Can you integrate both sides?

Answer 3

int(1/p(2-p))dp = 1 dt
then int by parts a/p +b/2-p
=int1/2p + int1/2(2-p)
=1/2(lnp) - 1/2

Answer 4

1/2(lnp) - 1/2(ln(2-p) = t +C

Answer 5

then, do I solve for C?
from here I'm not sure what to do...

Answer 6

Something's amiss... are you sure it isn't
\[\Large \frac1{2}\ln(P) - \frac12\ln(P-2)\]
?

Answer 7

well, after integration by parts i get \[1/2 \int\limits(1/p) + 1/2 \int\limits(1/2-p))\]
then after integrate shouldnt that give \[1/2(\ln(p)) - 1/2(\ln(2-p))\]?

Answer 8

the difference I see is in the ln(p-2) vs ln(2-p)

Answer 9

Hang on...
\[\Large \frac12\int\frac1p \color{green}{dp} + \frac12\int \frac1{2-p}\color{green}{dp}\]
right?

Answer 10

yes

Answer 11

First one's no problem:
\[\Large \frac12\ln(p) + \frac12\int\frac1{2-p}\color{green}{dp}\]

Answer 12

Hang on...

Answer 13

Wait, I see the problem... we're both right... I just forgot that the actual integral of 1/x
is
\[\Large \int \frac1xdx = \ln|x|+C\]
So it doesn't matter really if it were
\[\Large \ln(P-2) \] or \[\Large \ln(2-P)\]

LOL moving on...

Answer 14

But just to be sure, let's have it as
\[\Large \frac12\ln|P|-\frac12\ln|P-2| = t+C \]

Answer 15

lol, okay so assuming that correct I think I solve doe C using the initial values p(0)=1/2 then splve for P and plug in the C value... Is that the right idea?

Answer 16

Yup.
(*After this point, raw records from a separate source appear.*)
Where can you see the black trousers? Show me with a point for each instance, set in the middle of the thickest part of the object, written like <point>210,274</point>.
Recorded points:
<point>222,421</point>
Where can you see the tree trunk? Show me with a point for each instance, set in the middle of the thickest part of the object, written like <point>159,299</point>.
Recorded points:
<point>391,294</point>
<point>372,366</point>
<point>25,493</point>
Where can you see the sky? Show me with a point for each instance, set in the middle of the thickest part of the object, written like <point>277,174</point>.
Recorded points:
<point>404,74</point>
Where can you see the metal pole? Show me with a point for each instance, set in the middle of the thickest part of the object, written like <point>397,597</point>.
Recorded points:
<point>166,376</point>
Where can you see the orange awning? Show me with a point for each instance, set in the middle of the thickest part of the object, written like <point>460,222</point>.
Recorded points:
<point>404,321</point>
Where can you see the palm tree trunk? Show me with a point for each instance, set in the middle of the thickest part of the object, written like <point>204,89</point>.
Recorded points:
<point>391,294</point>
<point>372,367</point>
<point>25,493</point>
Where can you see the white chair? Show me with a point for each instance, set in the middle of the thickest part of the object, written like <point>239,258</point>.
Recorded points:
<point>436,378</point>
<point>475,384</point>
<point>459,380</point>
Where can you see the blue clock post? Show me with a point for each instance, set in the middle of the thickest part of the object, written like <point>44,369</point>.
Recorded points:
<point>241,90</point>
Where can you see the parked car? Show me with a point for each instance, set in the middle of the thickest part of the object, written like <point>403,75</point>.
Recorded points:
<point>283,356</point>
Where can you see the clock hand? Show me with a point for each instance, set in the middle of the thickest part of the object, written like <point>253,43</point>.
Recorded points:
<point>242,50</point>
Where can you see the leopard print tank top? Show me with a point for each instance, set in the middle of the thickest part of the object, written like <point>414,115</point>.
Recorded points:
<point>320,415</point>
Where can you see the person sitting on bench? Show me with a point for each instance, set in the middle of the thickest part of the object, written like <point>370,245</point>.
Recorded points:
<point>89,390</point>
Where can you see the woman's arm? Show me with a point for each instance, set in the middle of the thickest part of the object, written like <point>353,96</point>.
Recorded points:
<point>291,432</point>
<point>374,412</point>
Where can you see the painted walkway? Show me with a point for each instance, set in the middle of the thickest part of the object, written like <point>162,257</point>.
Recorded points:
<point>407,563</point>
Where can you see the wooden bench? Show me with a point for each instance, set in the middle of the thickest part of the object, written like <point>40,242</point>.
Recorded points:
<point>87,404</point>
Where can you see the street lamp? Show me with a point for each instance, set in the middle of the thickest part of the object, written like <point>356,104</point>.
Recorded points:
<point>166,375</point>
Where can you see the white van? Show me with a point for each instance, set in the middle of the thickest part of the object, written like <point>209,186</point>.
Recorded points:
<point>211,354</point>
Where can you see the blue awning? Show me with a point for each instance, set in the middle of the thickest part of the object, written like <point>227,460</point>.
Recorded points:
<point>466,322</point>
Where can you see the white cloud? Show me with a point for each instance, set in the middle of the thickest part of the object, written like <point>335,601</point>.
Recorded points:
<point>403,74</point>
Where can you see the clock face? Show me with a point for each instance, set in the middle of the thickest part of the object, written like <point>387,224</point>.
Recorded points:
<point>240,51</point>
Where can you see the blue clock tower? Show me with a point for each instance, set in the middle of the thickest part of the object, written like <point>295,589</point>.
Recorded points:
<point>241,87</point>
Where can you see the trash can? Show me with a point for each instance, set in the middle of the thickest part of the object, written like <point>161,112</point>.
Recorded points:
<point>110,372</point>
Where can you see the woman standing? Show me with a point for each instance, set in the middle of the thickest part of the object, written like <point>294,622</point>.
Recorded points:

Replace all t with 0 and all p with 1/2

Answer 17

okay.. I get C = (ln(3/4))/2

Answer 18

I think the arithmetic was a bit off...

Answer 19

Okay I need to crunch away on this for a while, as long as I know the process is correct I can do it. Thanks so much for your help!